How to Cook a Wild Turkey!

Wild Turkey Cooking is Different!

Wild Turkey Cooking is Different!

Question: I roasted a wild turkey with the recipe we use for a regular turkey. It was so tough that we couldn’t eat it. What happened?

Answer: Domesticated turkeys are different from those in the wild, as you found out.

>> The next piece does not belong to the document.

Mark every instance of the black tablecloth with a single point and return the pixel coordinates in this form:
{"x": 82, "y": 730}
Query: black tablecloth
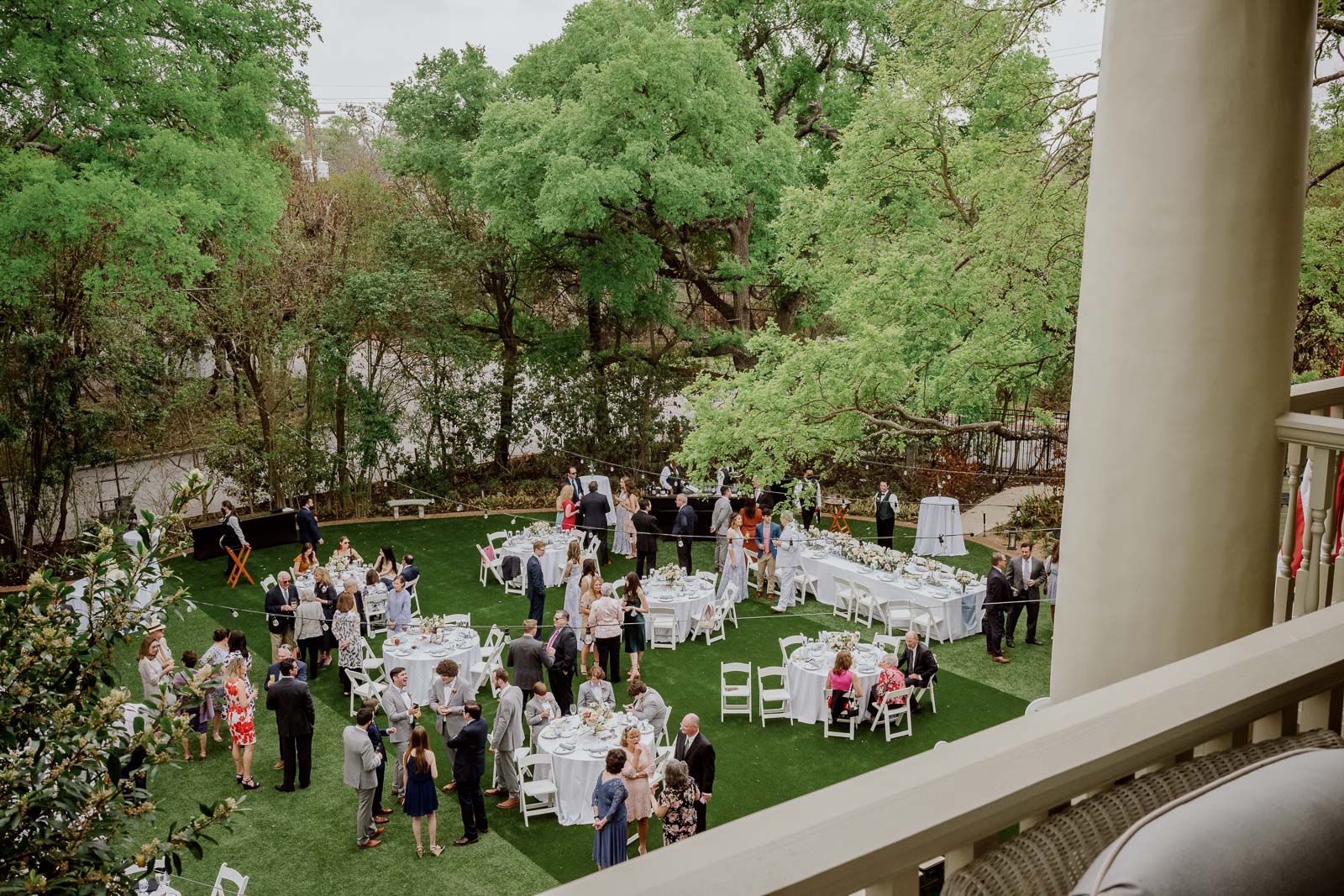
{"x": 260, "y": 530}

Wild turkeys are muscular and very lean.

Since they lack a ‘fat layer’ — wild turkeys must be regularly basted with butter, margarine, salad oil or a cooking additive – such as broth or wine.

Another way to keep the wine/broth/oil/butter/margarine next to the lean meat of the wild turkey is to wrap the bird in damp cheesecloth — and then add the broth/oil/butter/whatever to the cheesecloth.

The whole point of the cheesecloth is to keep moisture in constant contact with the dry, lean meat of the turkey during cooking.

Although you cook the turkey at the same temperature (325 degrees, F), it is important to reduce the cooking time by 20%. Don’t overcook!

Your wild turkey is ready when you pierce the meat (between the breast and the thigh) with a fork and the juices run clear.

Another way to ensure a great meal is to roast the turkey breast separately, because it cooks much faster than the legs and thighs!

Allow the turkey to rest for 15-25 minutes, after removing from the oven.